Umm al-Fahm Mayor Samir Mahamid thinks the money spent to recruit Arab officers would be better spent fighting crime. “Before recruiting new Arab officers, the officers we already have should do their job of eradicating crime and collecting illegal weapons,” he said. “We don’t care whether the cops are Jewish or Arab.”

Maj. Gen. Jamal HakrushCredit: Moti Milrod

The most vehement objections to the current plan were voiced by Prof. Asad Ganim, who drafted the Higher Arab Monitoring Committee’s crime-fighting plan.

"More Arab cops won’t help eradicate crime,” Ganim contends. By way of example, Ganim asserts that an Arab police officer who gets an order to demolish a home in an Arab town will resign the moment the order comes in.

Dr. Walid Haddad, a criminologist who previously worked for the Public Security Ministry, agreed. “What’s the point of recruiting more Arab cops?” he demanded. “To send them to attack demonstrators in Jerusalem?”

Maj. Gen. Jamal Hakrush, who will head up the police’s new department for fighting crime in Arab communities and also headed up the department in its previous incarnation, agreed that improving policing in the Arab community “doesn’t mean stationing Arab police officers in Arab towns.”
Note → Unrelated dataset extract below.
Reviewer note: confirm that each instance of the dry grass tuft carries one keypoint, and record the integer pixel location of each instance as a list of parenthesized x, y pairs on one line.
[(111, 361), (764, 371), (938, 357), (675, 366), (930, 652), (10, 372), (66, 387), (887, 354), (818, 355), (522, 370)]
Hakrush insisted that the goal of "increasing the number of Arab officers on the force stems from the fact that it is important for us to include young Arabs," and that it’s important that there be Arab police officers, because “what characterizes a policeman from Tel Aviv doesn’t necessarily characterize a policeman from Umm al-Fahm. It has nothing to do with fighting crime in the sector."

“I don’t see any advantage to having an Arab officer in an Arab city,” he added, noting that while some Arab police officers will be stationed in Arab towns, others may be stationed in Jewish towns or in headquarters units.
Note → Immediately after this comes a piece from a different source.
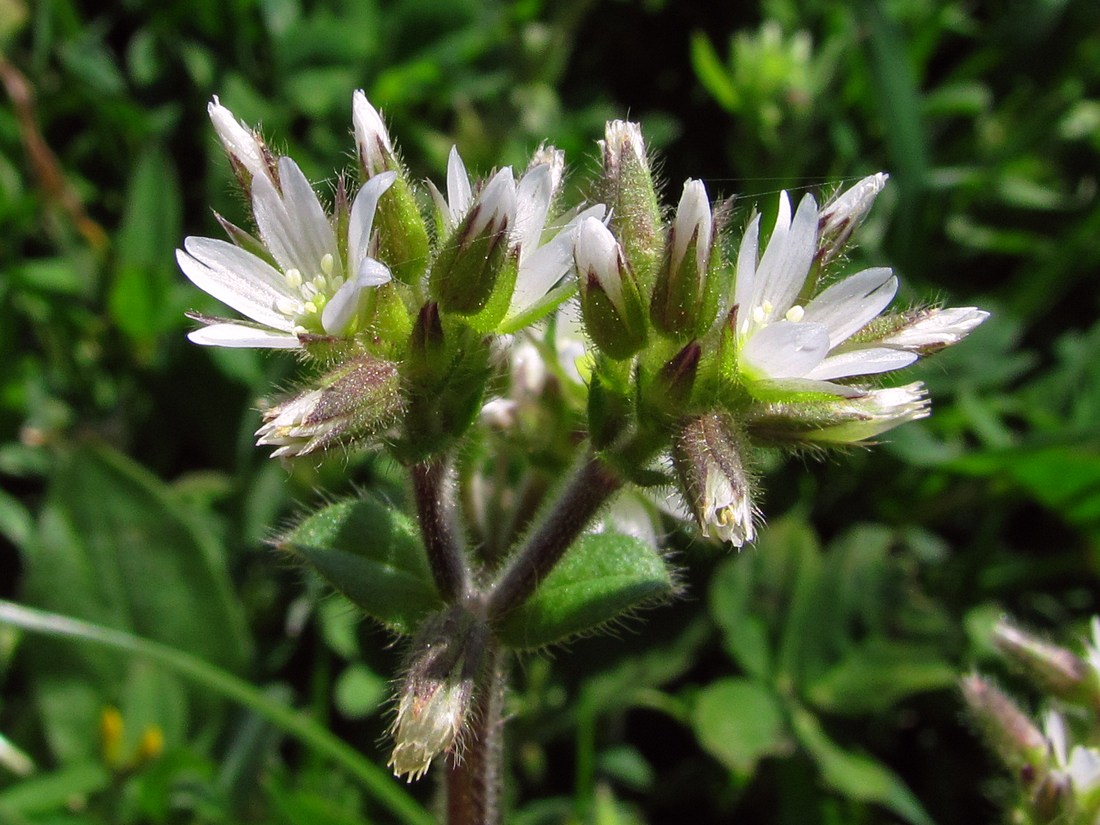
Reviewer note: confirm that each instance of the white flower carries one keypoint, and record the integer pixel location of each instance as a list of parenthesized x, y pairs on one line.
[(600, 256), (693, 220), (728, 513), (545, 246), (784, 340), (1078, 766), (781, 339), (304, 286)]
Arab experts and politicians repeatedly argued Thursday that what’s needed most, alongside an uncompromising fight against organized crime and solving murders, is a change in the police’s attitude toward the Arab community.

Hakrush admitted that crime in the Arab community has soared in 2021, even compared to the already high figures for previous years.

"For me, even one death is too many," he said. “The current rise has many causes,” he said. “Thirty-three percent of this community's youth are unemployed, the older generation’s status has declined and the rule of law has weakened on the Arab street.” The new department, he added, “is intended to identify conflicts and prevent their deterioration before they reach a fatal outcome.”